Moore wrote about Jews in colonial New York who owned slaves, and Jews in 19th-century New York who reflected racist sentiments prevalent in the politics of the era.
“It’s not just the fact that Jews owned slaves up to the Civil War, they were supporters of the Democrats, who were the slave-owning party at the time,” Moore said. “They did not vote for Lincoln to the extent that we can see. After he died, they changed their attitudes.”
She also discussed Jews who were involved in crime in New York, particularly in the early 20th century; the book notes that the notorious syndicate Murder, Inc. originated in Brownsville. And she reported on racism into the 20th century.
“There was racism around schools, neighborhoods, that was something that I had to get a sense of,” she said, including in Harlem, where the population changed from Jewish to African-American.

“Jewish landlords were willing to rent to African-Americans, partly to make a buck,” she said, but “Jews were not willing to live next door to African-Americans.

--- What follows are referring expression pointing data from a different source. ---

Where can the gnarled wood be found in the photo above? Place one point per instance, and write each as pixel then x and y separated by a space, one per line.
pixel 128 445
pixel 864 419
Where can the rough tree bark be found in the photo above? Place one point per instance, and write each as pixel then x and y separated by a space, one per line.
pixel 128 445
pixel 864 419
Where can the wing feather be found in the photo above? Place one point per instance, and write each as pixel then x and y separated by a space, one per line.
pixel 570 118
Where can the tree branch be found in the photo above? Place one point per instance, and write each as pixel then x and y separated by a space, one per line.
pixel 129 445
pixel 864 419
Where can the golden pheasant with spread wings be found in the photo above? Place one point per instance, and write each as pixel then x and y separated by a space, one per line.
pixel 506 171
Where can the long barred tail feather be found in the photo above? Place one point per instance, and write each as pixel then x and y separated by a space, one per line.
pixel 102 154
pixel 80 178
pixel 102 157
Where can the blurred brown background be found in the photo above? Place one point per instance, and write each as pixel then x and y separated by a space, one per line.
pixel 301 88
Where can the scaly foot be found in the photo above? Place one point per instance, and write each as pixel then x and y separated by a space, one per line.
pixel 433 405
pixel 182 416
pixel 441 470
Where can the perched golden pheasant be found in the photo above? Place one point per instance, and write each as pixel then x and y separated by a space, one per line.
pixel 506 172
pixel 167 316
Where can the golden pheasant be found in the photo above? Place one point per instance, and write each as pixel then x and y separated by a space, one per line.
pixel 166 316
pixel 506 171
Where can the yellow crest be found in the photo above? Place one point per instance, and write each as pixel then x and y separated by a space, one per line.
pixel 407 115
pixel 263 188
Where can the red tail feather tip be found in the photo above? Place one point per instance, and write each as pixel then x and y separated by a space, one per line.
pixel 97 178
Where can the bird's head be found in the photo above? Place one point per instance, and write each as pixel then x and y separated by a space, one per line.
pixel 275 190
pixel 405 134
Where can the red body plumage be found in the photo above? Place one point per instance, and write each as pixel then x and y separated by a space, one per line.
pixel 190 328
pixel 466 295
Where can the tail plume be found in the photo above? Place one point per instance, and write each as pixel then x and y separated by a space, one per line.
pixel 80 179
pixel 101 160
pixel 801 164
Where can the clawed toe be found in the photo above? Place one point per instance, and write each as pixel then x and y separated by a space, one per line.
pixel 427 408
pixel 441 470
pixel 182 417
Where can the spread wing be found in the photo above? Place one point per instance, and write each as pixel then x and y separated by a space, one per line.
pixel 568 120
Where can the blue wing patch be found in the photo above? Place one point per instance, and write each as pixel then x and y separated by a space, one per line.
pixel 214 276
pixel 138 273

It’s an important part of the story to talk about.”
Moore also discussed the issue of class, which she said sometimes led to intra-Jewish conflict.

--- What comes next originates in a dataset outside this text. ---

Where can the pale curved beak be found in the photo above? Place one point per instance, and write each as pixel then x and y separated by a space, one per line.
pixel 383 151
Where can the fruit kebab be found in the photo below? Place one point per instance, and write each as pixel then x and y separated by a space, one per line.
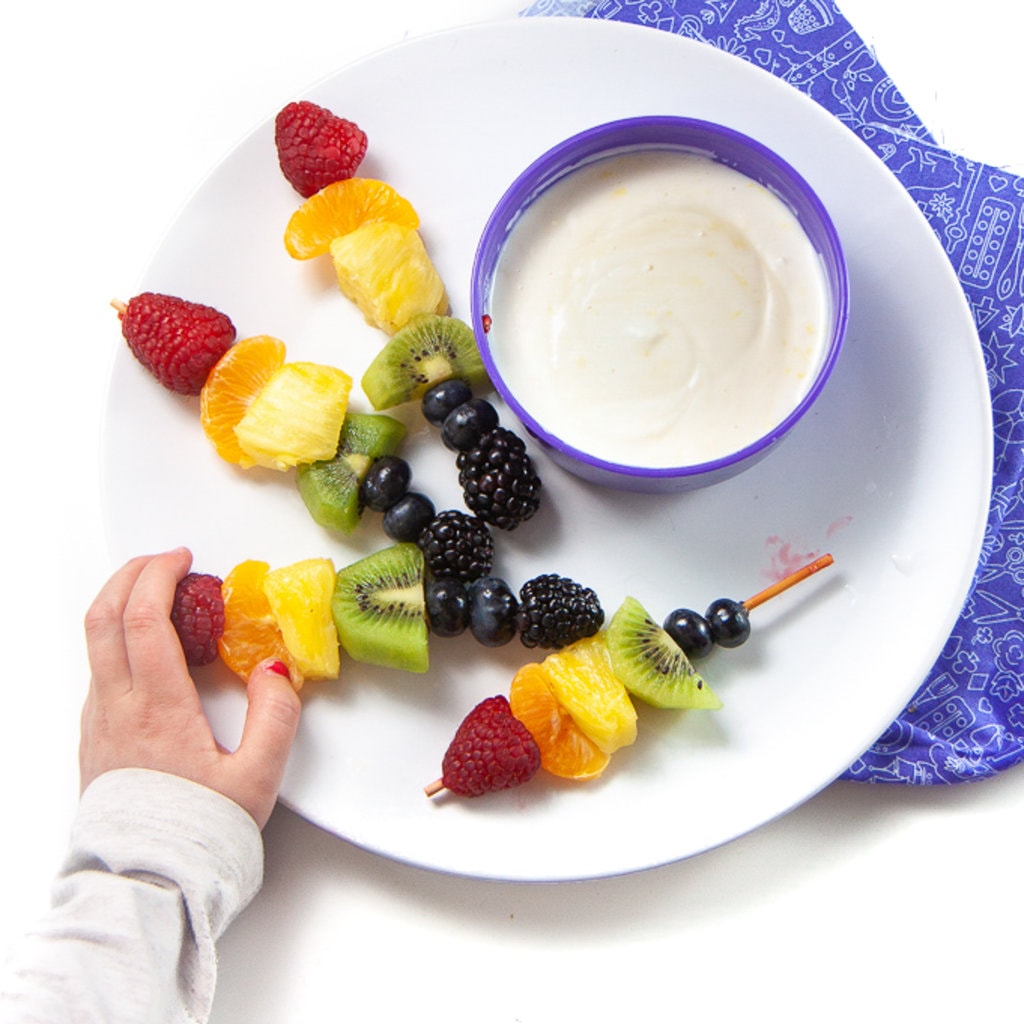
pixel 570 712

“It was not just externally,” she said. “Jews tried to form unions in the garment industry. They were fighting Jewish owners, manufacturers. It was a Jewish-Jewish fight. The same was true of the effort to organize in hospitals, when Jewish pharmacists organized. It’s really important to recognize class differences that endure into the 21st century.”
The book takes its narrative up to 2015, examining both continuity and change in the latest century of Jewish New York.
In terms of new developments, Moore looks particularly “at changes where Jews choose to live and work,” noting that younger Jews often choose to live in neighborhoods different from those of their grandparents, which may have smaller Jewish populations. The Jewish population in general appears to be increasing. After an exodus sparked by rising crime in the 1970s and 1980s, the early 2000s saw the population dip below 1 million. But as of 2015, it has surpassed that number once again.
“Assuming that New York is sort of the capital of American Jews will endure,” Moore said.
“It has been since the beginning of the 20th century, with the founding of the American Jewish Committee and other organizations that followed. Not all of these organizations continue to exist. But this is the capital city of American Jews. It’s not challenged by any other city,” she said.